Old Vine Grenache

All over Roussillon in the far south of France and the north east of Spain are seas of ancient Grenache/Garnacha vine stumps capable of yielding particularly concentrated  sweet-yet-tannic wine, the tannins resulting from the near-drought conditions in which these vines are grown. What's good enough for Châteauneuf-du-Pape... (and, gosh, there is no shortage of Châteauneuf that tastes blander than the wine below).

Because there is no shortage of this sort of wine, and the great majority of it is made in relatively unsophisticated co-operatives, the price is decidedly right. In the UK for example, Marks & Spencer are currently selling the most luxuriously packaged Old Vine Grenache 2004 VdP des Côtes Catalanes for just £4.99. The bottle is almost absurdly heavy and expensive-looking. The label is perfectly respectable and only faintly branded with the retailer’s name. And the wine? Great, characterful stuff that would be just perfect for a barbecue. It starts out rich, packs quite a punch with its strength of 14.5, yet has a bit of lift and, chez M&S, I preferred it to another southern Grenache with a much fancier appellation at almost twice the price, Rasteau 2003 Perrin at £8.99. The 2004 seems less rustic than the 2003 vintage of Old Vine Grenache.
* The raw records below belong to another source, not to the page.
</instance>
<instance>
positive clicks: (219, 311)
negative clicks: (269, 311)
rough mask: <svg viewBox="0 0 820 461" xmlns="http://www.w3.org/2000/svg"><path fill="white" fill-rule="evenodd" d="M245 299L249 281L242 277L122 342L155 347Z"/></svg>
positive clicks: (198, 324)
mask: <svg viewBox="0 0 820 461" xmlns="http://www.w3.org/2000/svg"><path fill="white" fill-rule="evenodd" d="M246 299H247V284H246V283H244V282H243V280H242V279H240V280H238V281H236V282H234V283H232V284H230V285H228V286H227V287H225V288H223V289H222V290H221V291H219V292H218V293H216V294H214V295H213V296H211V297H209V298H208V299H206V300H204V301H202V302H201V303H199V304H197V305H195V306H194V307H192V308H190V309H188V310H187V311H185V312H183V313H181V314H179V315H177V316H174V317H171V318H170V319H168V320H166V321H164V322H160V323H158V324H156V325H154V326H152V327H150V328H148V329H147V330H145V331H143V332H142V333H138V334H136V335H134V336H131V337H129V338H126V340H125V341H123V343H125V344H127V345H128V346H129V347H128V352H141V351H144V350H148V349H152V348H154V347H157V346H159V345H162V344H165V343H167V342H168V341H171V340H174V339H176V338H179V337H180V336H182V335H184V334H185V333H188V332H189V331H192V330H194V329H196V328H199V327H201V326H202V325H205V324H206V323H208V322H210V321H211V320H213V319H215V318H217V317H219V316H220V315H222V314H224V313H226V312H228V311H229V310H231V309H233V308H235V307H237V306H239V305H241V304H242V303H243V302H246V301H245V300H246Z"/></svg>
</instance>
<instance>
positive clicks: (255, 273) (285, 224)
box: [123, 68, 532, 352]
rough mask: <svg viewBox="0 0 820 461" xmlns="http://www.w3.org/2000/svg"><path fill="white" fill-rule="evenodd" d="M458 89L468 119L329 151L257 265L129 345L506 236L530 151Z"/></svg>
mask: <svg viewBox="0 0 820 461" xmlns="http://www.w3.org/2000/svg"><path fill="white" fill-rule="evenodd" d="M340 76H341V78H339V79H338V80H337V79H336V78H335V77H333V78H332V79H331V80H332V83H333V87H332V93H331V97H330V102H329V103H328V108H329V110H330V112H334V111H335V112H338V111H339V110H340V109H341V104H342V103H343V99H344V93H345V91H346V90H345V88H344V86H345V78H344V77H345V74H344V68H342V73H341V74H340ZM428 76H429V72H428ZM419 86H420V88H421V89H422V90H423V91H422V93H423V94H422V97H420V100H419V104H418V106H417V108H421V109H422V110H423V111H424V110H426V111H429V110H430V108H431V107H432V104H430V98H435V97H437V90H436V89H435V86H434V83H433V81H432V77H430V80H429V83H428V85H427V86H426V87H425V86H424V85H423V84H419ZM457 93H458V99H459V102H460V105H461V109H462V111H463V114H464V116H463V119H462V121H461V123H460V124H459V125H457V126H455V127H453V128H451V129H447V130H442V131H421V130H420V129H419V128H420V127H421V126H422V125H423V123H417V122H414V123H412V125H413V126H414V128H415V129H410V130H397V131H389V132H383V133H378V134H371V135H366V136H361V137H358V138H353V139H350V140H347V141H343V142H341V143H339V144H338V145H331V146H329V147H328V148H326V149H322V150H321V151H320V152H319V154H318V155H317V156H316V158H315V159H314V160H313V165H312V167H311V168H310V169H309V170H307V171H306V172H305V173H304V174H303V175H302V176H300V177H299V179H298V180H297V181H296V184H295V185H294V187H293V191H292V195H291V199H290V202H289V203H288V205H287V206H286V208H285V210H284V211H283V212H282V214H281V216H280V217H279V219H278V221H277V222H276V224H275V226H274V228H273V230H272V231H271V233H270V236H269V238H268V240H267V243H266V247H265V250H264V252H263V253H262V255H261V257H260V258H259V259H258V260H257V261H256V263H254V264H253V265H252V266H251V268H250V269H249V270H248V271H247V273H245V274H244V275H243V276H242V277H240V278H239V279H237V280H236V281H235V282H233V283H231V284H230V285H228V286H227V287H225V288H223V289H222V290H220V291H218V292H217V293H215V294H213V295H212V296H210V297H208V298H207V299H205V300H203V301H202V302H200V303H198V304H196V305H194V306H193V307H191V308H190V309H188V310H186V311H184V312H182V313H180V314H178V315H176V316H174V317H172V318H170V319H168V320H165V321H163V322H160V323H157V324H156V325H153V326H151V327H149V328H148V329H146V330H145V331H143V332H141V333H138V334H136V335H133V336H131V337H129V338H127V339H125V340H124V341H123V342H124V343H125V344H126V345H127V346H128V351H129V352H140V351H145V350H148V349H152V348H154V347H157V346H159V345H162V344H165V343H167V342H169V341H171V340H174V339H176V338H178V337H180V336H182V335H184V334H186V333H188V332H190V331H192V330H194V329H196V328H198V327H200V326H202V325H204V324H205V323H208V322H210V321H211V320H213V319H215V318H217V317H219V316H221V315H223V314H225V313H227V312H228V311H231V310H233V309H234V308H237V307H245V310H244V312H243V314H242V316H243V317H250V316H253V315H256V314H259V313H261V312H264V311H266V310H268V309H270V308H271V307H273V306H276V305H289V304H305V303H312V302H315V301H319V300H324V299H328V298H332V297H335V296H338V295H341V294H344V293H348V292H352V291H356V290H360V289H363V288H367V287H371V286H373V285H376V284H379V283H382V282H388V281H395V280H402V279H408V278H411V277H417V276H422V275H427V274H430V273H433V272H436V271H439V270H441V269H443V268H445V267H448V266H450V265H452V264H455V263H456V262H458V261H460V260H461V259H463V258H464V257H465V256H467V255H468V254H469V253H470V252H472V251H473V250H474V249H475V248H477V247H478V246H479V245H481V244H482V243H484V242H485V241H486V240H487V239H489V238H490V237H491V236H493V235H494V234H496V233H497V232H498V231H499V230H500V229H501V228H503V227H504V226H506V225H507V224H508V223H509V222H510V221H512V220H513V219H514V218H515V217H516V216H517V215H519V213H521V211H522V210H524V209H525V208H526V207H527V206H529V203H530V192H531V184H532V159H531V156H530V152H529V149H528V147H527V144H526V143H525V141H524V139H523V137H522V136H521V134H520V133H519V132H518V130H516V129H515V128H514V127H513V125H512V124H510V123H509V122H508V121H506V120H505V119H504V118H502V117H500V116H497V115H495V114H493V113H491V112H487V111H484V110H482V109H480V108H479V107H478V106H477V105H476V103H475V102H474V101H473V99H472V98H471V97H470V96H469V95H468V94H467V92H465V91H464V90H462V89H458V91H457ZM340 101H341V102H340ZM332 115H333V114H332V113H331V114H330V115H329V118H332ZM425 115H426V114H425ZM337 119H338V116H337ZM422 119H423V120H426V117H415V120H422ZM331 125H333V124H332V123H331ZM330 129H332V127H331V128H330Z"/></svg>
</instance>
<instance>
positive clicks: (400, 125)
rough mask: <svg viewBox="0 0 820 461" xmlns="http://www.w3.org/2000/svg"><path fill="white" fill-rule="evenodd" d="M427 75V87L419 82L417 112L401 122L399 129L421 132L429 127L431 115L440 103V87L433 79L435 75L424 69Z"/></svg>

The wine has been bottled in Bordeaux and sourced by Promocom, and indeed if you take a look at Two good southern French reds from Sainsbury’s which I wrote three years ago, you’ll see that a very similar wine cost whole pound per bottle more in 2002. 

Sainsbury’s themselves are currently selling another Bordeaux-bottled Roussillon red from Promocom, an appellation controlée wine this time, at £4.99 in Réserve des Tuileries 2004 Côtes du Roussillon. This is very slightly more muted than the M&S Vin de Pays described above but is in a very similar style and still a good buy. To qualify as a Côtes du Roussillon rather than Vin de Pays the wine has to contain at least 20 per cent Syrah and/or Mourvèdre but I can’t see that this is always necessarily an improvement on a wine wholly dependent on Grenache and/or its close relative Lladoner Pelut.

I certainly see no need to stray south of the Pyrenees via Sainsbury’s shelves for Campaneo Old Vines Garnacha 2004 Campo de Borja which seemed a bit confected to me (maybe it was the whiff of American oak) and, at £5.99, not worth the extra pound. (And I see that that Muruve Roble 2003 Toro, a previous wine of the week, now seems to be back up to £5.99 from £3.99.)

If you really want to save the pennies, seek out The Southern Collection 2003 Côtes du Roussillon which Morrisons/Safeway are selling for £3.99. Made by the big co-op Les Vignerons Catalans, this has lots of pepper, herbs and sun on the nose, followed by a slightly raisined (aka 2003) character on the finish but at this price this rather adds character. Good balance and lots of flavour with just 12.5 per cent alcohol.

These old vines are a wonderful resource. Take advantage before they are all grubbed up.